Keep those Shiny Sparklers Safe this Fireworks Night!


Are you planning your fireworks event this year?


Our family is still quite young so we tend to enjoy watching the sky being lit up with twinkling bursts of colour from afar, but many of you will be planning to attend organised bonfire night events or you may even decide to set up your own fireworks evening in the comfort of your own garden.


My advice to you is to be SAFE, SOBER and wear SAFETY SPECS!


There are often advertising campaigns close to this time of year highlighting fireworks safety. Despite this I sadly still see patients with devastating facial and eye injuries that have occurred through the misuse of fireworks. Reporting from the front line, I want to reiterate the government advice on fireworks safety

and make you aware of the sorts of injuries that I have encountered throughout my career, and how you can prevent them.

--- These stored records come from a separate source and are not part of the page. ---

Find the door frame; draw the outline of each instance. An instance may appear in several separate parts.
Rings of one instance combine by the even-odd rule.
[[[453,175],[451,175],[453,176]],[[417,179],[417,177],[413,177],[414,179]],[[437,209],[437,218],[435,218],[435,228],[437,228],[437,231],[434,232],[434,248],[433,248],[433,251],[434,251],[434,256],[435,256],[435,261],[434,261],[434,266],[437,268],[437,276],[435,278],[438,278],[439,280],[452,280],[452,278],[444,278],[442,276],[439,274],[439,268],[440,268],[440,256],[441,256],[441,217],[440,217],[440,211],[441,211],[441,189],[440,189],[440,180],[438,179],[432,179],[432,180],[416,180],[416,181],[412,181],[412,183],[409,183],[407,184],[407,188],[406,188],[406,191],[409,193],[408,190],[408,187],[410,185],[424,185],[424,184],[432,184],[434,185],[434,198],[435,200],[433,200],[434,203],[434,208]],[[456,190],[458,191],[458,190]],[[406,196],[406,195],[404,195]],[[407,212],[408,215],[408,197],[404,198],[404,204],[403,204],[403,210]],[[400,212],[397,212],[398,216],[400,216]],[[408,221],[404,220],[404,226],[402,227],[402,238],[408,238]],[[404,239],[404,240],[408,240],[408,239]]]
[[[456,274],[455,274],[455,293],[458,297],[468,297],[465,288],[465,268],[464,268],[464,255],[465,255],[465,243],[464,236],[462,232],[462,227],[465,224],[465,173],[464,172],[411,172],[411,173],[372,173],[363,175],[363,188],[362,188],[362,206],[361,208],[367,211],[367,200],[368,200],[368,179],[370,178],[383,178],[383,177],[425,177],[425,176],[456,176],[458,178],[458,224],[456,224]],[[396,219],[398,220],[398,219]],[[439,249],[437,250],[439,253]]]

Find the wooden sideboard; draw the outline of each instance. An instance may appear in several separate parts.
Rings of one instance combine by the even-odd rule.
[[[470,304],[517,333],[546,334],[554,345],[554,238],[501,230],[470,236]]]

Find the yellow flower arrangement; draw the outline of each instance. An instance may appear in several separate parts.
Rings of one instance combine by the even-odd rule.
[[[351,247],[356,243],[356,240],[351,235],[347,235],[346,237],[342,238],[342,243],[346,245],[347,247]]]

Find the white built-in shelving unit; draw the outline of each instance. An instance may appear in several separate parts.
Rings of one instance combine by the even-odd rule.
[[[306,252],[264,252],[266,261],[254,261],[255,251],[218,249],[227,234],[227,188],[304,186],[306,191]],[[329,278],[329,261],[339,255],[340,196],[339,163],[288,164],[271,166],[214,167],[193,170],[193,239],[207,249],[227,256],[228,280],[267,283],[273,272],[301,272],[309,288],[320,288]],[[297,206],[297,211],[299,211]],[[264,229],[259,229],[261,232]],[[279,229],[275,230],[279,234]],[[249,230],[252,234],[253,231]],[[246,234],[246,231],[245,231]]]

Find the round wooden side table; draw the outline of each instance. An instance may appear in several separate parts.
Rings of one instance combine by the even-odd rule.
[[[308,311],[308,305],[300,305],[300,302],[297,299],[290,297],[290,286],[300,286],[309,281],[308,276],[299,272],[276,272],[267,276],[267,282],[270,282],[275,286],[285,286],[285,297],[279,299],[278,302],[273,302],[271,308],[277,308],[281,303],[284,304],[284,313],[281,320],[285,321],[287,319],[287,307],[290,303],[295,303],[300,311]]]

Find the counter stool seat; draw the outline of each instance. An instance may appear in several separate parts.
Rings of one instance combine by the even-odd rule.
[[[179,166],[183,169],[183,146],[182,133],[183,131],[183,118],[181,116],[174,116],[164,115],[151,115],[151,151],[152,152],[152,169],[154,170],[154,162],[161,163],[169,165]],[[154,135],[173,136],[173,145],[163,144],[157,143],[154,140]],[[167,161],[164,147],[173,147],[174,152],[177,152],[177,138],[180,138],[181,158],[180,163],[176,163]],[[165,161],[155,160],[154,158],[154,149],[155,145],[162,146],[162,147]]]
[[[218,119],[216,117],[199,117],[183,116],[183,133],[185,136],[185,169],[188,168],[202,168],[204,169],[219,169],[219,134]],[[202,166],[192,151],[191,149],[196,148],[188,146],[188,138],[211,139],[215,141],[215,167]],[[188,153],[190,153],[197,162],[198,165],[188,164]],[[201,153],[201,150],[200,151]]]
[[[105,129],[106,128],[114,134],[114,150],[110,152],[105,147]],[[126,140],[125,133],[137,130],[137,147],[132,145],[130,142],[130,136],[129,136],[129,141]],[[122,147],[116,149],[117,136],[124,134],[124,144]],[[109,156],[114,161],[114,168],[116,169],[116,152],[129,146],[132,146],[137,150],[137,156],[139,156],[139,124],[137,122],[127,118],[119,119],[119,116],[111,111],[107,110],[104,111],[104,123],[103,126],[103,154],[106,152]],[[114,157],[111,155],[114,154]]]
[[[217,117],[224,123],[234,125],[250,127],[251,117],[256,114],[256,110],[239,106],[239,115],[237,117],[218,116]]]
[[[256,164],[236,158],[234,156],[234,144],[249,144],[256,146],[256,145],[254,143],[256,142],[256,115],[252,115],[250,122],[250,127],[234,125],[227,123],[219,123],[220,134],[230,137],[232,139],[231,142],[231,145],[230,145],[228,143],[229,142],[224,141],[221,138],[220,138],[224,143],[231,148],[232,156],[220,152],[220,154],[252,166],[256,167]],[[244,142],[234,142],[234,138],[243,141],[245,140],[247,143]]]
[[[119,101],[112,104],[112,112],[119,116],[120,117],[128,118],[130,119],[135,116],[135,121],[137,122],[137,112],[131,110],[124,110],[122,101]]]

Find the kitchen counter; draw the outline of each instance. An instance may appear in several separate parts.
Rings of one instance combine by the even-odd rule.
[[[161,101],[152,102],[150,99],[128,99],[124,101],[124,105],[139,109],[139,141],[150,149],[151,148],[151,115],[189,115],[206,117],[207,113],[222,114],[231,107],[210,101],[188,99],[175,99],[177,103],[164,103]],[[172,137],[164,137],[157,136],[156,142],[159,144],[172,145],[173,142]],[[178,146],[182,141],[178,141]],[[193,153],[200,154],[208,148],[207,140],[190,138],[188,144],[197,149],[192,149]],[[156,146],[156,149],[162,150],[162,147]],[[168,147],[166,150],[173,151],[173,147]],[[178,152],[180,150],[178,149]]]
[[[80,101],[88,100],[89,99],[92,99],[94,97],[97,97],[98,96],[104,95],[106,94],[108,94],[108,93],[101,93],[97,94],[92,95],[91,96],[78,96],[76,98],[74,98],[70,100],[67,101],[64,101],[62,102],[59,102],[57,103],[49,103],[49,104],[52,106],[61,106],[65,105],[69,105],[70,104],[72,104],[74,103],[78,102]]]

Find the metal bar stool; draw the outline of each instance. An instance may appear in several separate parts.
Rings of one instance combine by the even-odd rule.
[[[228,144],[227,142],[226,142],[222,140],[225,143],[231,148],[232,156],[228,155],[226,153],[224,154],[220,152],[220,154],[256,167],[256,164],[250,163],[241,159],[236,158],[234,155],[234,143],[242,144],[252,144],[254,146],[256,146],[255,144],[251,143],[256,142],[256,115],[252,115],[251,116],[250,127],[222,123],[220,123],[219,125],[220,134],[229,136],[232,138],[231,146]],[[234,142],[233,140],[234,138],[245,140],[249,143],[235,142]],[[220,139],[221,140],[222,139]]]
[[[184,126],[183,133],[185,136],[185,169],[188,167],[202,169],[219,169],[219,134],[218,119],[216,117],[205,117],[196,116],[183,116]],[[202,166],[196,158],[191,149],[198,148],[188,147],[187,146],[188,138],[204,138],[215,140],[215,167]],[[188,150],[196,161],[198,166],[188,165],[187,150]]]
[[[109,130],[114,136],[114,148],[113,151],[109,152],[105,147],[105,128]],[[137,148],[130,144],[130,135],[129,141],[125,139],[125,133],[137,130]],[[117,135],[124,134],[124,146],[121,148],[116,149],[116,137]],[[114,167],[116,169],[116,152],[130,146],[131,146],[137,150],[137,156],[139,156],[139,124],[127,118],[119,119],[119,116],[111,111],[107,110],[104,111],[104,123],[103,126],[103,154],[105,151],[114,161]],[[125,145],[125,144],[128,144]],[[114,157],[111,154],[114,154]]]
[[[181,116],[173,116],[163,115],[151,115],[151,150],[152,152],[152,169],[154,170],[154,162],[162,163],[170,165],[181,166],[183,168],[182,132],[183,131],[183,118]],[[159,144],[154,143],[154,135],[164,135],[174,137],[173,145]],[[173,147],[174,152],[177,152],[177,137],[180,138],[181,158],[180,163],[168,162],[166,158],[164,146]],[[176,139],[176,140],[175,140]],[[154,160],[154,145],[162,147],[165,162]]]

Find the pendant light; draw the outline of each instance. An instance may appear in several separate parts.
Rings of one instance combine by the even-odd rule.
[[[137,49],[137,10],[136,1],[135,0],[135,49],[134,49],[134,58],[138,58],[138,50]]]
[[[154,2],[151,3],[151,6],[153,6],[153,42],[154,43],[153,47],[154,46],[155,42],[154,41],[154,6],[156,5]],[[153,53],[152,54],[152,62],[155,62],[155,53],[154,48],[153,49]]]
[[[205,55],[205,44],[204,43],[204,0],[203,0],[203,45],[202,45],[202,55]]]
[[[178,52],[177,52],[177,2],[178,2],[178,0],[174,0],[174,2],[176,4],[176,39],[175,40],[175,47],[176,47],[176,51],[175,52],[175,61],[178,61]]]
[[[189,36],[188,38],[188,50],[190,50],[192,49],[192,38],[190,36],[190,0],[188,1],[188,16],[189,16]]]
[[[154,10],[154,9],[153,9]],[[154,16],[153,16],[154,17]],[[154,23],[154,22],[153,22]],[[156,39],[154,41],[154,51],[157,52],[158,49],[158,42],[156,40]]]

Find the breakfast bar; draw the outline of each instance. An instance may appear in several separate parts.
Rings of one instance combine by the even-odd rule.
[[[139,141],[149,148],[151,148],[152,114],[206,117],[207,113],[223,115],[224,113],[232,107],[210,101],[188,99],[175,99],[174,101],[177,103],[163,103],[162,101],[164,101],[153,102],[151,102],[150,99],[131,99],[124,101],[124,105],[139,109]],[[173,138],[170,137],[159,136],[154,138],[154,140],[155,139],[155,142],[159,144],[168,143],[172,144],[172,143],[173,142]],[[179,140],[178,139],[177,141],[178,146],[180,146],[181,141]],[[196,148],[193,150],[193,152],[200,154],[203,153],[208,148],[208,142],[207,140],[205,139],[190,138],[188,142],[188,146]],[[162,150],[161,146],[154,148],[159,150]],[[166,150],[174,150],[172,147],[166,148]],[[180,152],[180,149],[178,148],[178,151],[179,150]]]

It is fair to say that the majority of patients I have encountered with eye injuries from fireworks had been intoxicated at the time of injury. As I am sure many of you are aware, alcohol can adversely affect your body’s response times, coordination and can also cloud judgement, sometimes instilling a false sense of confidence. Some of the most upsetting injuries I have treated have been through people throwing fireworks at others. I urge you to think carefully about mixing alcohol with fireworks, particularly if you are hosting your own event. You should never light a firework if you have been drinking alcohol. I also strongly suggest that you wear eye protection, normal glasses for vision are not enough. Safety spectacles are easily available, inexpensive and really can and do make a difference. If you are planning on


Examples of eye injuries from fireworks


I have treated a spectrum of eye injuries due to injury from fireworks. Some have required topical treatment and/or medication, and some have needed surgical intervention. Many can recover but some do unfortunately result in life-long visual impairment.


Corneal abrasion

This occurs when the front of the eye is scratched or rubbed by a foreign body, resulting in damage to the ocular surface. This can recover and is often treated with eye drops, however, even a simple corneal abrasion can further develop into recurrent corneal erosion, whereby the patient gets repeated eye pain, tearing and light sensitivity due to a weakness in the area of the eye surface that was originally damage. This can occur months or years down the line. Wearing eye protection can help reduce the incidence of this injury.


Burns to eye lids

Fireworks are very hot, and I have encountered patients with severe burns to their face and lids as a result of fireworks exploding near to their face. Don’t forget that sparklers are extremely hot and can cause severe burns too. Anybody using a sparkler should be wearing eye protection.


Gunpowder in conjunctiva


If a firework explodes near to your eyes, for example after having just been lit, there can be multiple foreign bodies entering the eye. This needs urgent attention to clean out the eye, treat for damage/infection, and may need surgery.


Hyphaema


Blunt trauma to the eye or orbit can cause blood to accumulate on the front of the eye, between the cornea and iris. This can be painful and reduce vision and can also increase pressure in the eye which may result in permanent visual impairment. Wearing protective eye wear can definitely help reduce the incidence of this type of injury.



Traumatic cataract


Blunt trauma to the eye can damage the lens of the eye and result in a traumatic cataract, which reduces vision. This type of injury will eventually require intra ocular surgery and lens replacement.



I hope this blog given you some food for thought about your plans for fireworks night. I hope that your celebrations are safe and enjoyable, look after yourselves and look out for each other, and look after your eyes – you only get one pair!